The notion of urban contemporary, and its applicability to UK radio, is further undermined by the differences in topography of music cultures between Britain and the United States, and significant changes that occurred after the mid-1980s. The central importance of Reggae, and forms of African American dance music, in the development of a black British identity is very strong (Gilroy 1991). There is also a long tradition of engagement between white Britons and the music of African Americans and African Caribbean people, although these have tended to be in the margins of popular taste, and most often associated with youth sub-cultures like Teds, Mods, Soul fans, and white Rastas (Chambers 1985). It is certainly the case that this crossover process reverberates again in the last decade, through the popularity of Rap and Ragga with some groups, and R&B with others. However, the dance music cultures that grew out of the British House music scene have made any simple notion of an Urban Contemporary music, and of a white crossover audience, very problematic. Nevertheless, the idea of Urban Contemporary as a musical genre and a radio format, has become central to the discourse of radio and the music industry.
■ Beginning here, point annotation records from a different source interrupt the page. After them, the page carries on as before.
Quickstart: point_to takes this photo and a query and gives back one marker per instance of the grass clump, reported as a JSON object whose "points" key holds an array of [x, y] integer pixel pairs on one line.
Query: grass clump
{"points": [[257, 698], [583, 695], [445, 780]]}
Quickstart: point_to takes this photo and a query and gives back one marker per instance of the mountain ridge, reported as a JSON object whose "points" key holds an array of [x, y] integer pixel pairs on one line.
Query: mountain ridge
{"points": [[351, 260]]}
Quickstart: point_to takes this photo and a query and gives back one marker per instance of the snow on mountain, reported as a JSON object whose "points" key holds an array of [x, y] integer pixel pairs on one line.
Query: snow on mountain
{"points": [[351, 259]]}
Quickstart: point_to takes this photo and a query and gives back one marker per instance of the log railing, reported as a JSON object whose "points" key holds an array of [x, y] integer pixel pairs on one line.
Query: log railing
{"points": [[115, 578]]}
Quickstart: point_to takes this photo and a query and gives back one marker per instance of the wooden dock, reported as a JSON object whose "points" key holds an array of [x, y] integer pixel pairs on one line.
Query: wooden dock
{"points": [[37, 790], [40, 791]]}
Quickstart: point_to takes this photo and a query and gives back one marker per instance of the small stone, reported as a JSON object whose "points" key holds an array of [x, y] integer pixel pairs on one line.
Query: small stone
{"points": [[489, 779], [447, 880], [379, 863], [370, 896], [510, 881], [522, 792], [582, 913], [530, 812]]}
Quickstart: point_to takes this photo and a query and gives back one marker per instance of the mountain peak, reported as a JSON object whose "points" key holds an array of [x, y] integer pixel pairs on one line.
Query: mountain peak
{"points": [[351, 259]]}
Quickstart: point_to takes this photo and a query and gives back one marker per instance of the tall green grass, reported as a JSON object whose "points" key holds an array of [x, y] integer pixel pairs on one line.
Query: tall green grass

Although the actual dance music associated with club cultures (Thornton 1995) is indebted to the African American cultures in Chicago and Detroit, the British dance cultures have developed an aesthetic and senses of cultural identity of their own. While club cultures are diverse, and many include major participation by black Britons, by the 1990s most were dominated by a young, white, prosperous, middle-class constituency.

The link between music and culture, and the possibilities of attracting a white listenership that faced the station mangers was both more complex, and more potentially lucrative, than suggested in the promise of performance. What was conceived of as a secondary audience – white urban contemporary fans – had been extended by the inclusion of dance music fans with relatively higher disposable incomes, and any sense of an overlap of musical taste with the primary audience of black Britons had weakened. In bold terms, a dance music station would make more money than an urban contemporary station, and far more than a Reggae, Soul and Rap station.

From the outset, then, the station had an obligation to produce programming that would appeal to local black Britons, and to committed white fans of black music. However, their economic imperative suggested encouraged station staff to extend the white audience by playing dance music and more mainstream forms of black music. This imperative was strengthened by the fact that my case study faced competition from several established unlicensed stations for the black listenership, than they did from the mainstream pop stations for white dance music fans, and relatively greater competition than that faced by the more mainstream stations.